As supermarkets witness brawls over toiletries, the Morrison government has unveiled a $189 billion stimulus package in an effort to keep our ailing economy ticking over. The government has also taken a stand to discourage panic buying and ensure that enough supplies are left on the shelves for the most vulnerable members of our community.
That such advice is even necessary is an indictment on our current lack of social cohesion. Hoarding demonstrates a lack of trust, not only in supply chains, but in your fellow Australians. Thanks in part to the transformative power of globalisation and various demand-side manipulations of what capitalism once was, we no longer see ourselves of members of a community with reciprocal obligations, but merely as atomised consumers hell-bent on acquiring goods beyond their immediate utility.
This stands in stark contrast to the spirit of self-sacrifice with which we met head-on the great depression. Australia entered the stock market crash of 1929 in a position of special risk. Our economy was reliant on loans from British banks, our workplace laws were rigid and job-destroying, and we relied on agricultural exports which were subject to frail international markets.
In desperation, radical politicians like Jack Lang called for the country to repudiate our debts and prioritise our own immediate interests above all else. Instead, the middle class insisted that repaying debts was a matter of personal pride and put their own savings into a campaign to convert a government loan and salvage our credit rating. In the conservative populism that characterised the ‘All for Australia Leagues’ economic considerations were largely secondary, what mattered was the moral imperative of Australia maintaining its dignity.

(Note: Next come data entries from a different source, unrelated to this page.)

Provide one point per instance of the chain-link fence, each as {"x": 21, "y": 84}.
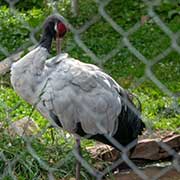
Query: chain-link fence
{"x": 48, "y": 153}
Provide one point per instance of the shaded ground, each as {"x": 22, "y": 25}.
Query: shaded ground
{"x": 149, "y": 172}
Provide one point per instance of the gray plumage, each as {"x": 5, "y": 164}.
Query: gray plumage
{"x": 76, "y": 96}
{"x": 72, "y": 90}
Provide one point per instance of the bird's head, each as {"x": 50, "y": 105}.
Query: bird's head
{"x": 56, "y": 28}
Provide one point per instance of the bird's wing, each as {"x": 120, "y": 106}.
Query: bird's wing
{"x": 82, "y": 93}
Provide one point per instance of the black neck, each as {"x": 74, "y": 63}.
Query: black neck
{"x": 46, "y": 41}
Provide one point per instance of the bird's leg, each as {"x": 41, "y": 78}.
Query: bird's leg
{"x": 78, "y": 164}
{"x": 58, "y": 45}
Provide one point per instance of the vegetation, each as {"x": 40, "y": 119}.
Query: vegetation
{"x": 160, "y": 111}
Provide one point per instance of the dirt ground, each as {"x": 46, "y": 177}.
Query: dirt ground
{"x": 149, "y": 172}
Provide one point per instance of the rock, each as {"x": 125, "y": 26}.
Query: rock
{"x": 146, "y": 149}
{"x": 25, "y": 126}
{"x": 149, "y": 149}
{"x": 104, "y": 152}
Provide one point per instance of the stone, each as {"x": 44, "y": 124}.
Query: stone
{"x": 146, "y": 149}
{"x": 25, "y": 126}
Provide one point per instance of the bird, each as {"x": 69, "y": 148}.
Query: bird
{"x": 78, "y": 97}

Nevertheless, the economic ramifications would be huge. The mild-mannered former-Tasmanian Premier Joseph Lyons quit the Labor Party for even toying with the idea of ‘credit creation’. Embodying the national mood, he would lead the United Australia Party to a decisive election victory in 1931 and follow through with a policy of cutting spending and prioritising paying down our bills.

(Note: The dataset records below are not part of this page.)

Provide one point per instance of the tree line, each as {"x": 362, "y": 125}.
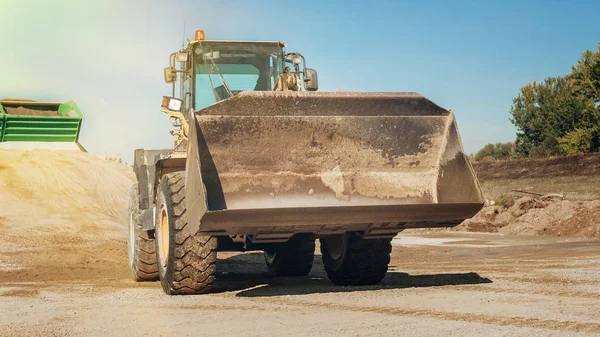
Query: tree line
{"x": 559, "y": 116}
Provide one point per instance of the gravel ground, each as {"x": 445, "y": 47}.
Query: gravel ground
{"x": 452, "y": 284}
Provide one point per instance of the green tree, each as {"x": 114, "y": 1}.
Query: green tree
{"x": 585, "y": 75}
{"x": 544, "y": 112}
{"x": 498, "y": 151}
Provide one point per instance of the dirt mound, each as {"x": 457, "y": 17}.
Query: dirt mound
{"x": 62, "y": 191}
{"x": 547, "y": 215}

The result was that despite our acute vulnerability Australia recovered from the great depression faster than the United States with F.D.R.’s ‘New Deal’. Financial confidence was gradually restored because the people had upheld the sanctity of contracts and that a moral understanding of obligation would underpin every transaction.
Ninety years later, Australia enters this newest crisis in an equivalent position of special risk. We are still reliant on international markets like that for education, our industrial relations system is still an inefficient mess, and all of this is compounded by electricity prices that have devastated manufacturing with all the ferocity of a wall street crash. Government debt is perhaps not as bad as it could have been, but artificially low interest rates have destroyed the incentive to save and seen individuals max out their credit.

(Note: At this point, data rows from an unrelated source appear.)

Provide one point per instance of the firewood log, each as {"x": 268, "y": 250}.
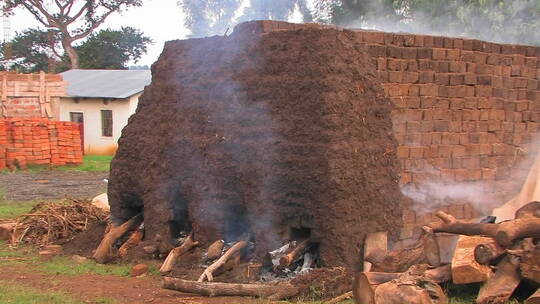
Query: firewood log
{"x": 287, "y": 259}
{"x": 505, "y": 233}
{"x": 365, "y": 283}
{"x": 105, "y": 248}
{"x": 375, "y": 242}
{"x": 531, "y": 210}
{"x": 409, "y": 289}
{"x": 425, "y": 250}
{"x": 534, "y": 298}
{"x": 487, "y": 252}
{"x": 133, "y": 240}
{"x": 340, "y": 298}
{"x": 215, "y": 250}
{"x": 500, "y": 286}
{"x": 221, "y": 261}
{"x": 211, "y": 289}
{"x": 465, "y": 269}
{"x": 177, "y": 252}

Rather than the people bailing out a government loan, we have the government trying to bail out the people through cash handouts. The rationale is that personal responsibility or pride matter less than consumer confidence, but it is difficult to have long term confidence in a system that deliberately eschews the idea of being held accountable for an obligation you have entered into.
Now is the time to take stock and consider what we can do to rebuild ties of community. This last summer we saw the tragedy of the bushfires politicised and exploited in a manner that would have mortified the ghosts of Australians past. This is because they upheld old-fashioned concepts like shame, itself an expression of personal responsibility.
The solution is not to repudiate capitalism or even foreign trade, both of which are fundamental to the prosperity that has long defined the lucky country. But what we need to understand is that these things only work when they operate in a moral framework where people are held accountable for their actions.
It is this accountability which makes community possible, because everyone knows that the rest will uphold their end of the bargain.